Competitiveness Links Basic Needs and Opportunity for Citizens
Cities that provide significant benefits for their citizens are characterized by many competing but complimentary tensions. One of those tensions is the need for both stability and change – stability to capture known value for the city and disruption to introduce new possibilities for growth.
Citizen health and prosperity depends on a range of basic needs such as a safe water supply, reliable waste management, energy, shelter and food. Stability in these essentials builds confidence, supports health, education and access to employment among many other benefits.
Stability holds in place what has been gained while competitive capacity enables an entrepreneur, a community or a city to effectively act when new opportunities arises.
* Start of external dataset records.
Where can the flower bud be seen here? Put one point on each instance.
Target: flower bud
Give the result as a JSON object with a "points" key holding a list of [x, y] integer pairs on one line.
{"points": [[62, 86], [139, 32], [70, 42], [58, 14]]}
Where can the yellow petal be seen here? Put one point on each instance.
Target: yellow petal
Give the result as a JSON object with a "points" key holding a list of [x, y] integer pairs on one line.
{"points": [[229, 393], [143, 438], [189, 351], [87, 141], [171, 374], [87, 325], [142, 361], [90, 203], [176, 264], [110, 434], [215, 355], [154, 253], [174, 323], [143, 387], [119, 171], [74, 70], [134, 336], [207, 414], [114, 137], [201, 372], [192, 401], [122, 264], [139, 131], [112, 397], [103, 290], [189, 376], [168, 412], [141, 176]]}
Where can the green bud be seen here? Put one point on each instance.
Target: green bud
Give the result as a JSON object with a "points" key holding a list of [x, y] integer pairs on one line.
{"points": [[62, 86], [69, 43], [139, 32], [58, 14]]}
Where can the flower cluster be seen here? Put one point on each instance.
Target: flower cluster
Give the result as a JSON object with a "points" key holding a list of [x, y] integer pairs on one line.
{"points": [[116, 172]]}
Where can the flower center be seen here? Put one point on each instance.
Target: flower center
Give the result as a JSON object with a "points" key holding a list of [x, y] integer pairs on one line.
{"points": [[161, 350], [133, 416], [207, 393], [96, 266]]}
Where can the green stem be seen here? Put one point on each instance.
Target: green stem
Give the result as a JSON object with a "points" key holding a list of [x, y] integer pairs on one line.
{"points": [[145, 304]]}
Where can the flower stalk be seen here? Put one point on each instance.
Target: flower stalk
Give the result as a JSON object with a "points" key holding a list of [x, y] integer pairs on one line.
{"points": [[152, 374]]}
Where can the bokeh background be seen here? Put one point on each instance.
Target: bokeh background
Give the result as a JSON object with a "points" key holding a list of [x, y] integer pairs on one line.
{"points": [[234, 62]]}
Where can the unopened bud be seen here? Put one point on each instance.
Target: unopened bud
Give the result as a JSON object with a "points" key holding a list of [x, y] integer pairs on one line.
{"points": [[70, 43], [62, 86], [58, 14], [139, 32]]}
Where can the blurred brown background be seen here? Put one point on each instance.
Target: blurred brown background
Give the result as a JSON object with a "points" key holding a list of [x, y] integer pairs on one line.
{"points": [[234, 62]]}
Competing interests that operate in a system that fosters dependable or fair ways of balancing conflicts can lead to new growth. This is often reflected in a justice system that ensures common laws and values are respected, that competitive actions don’t become a means of exploitation. People need to know they are being treated fairly or healthy competition will be undermined. Political stability means that at group, institutional and geographic levels, different parts of a city have a means of working out their differences, living out the constant negotiation that city life requires in cultural, economic and social arenas.
A means of working out differences gives confidence to people who may move there, to business who grow there or expand there from other cities. Competitiveness ensures the movement of goods is consistent, that transportation options are flexible and that citizens can move around the city in pursuit of work, family, recreation, culture and health care needs. Competitiveness means much more simple economic function. Evaluating how competitive a given city is must take these deeply connected functions into consideration.
Cities are always changing as are the conditions that shape them – weather, political realities in nearby communities, national or international actions – all of this requires communities and cities to adapt socially, culturally and even physically. This kind of resilience enables cities to remain healthy when factors outside their control impact what they do, leading to efficient coordination of functions over time. This adaptive capacity is a key element in competitiveness over the longer time-scales that city prosperity requires. Citizens experience that dynamic stability through a wide range of new opportunities. These opportunities in turn are dependent on the complex mix of basic needs that a city must provide for citizens.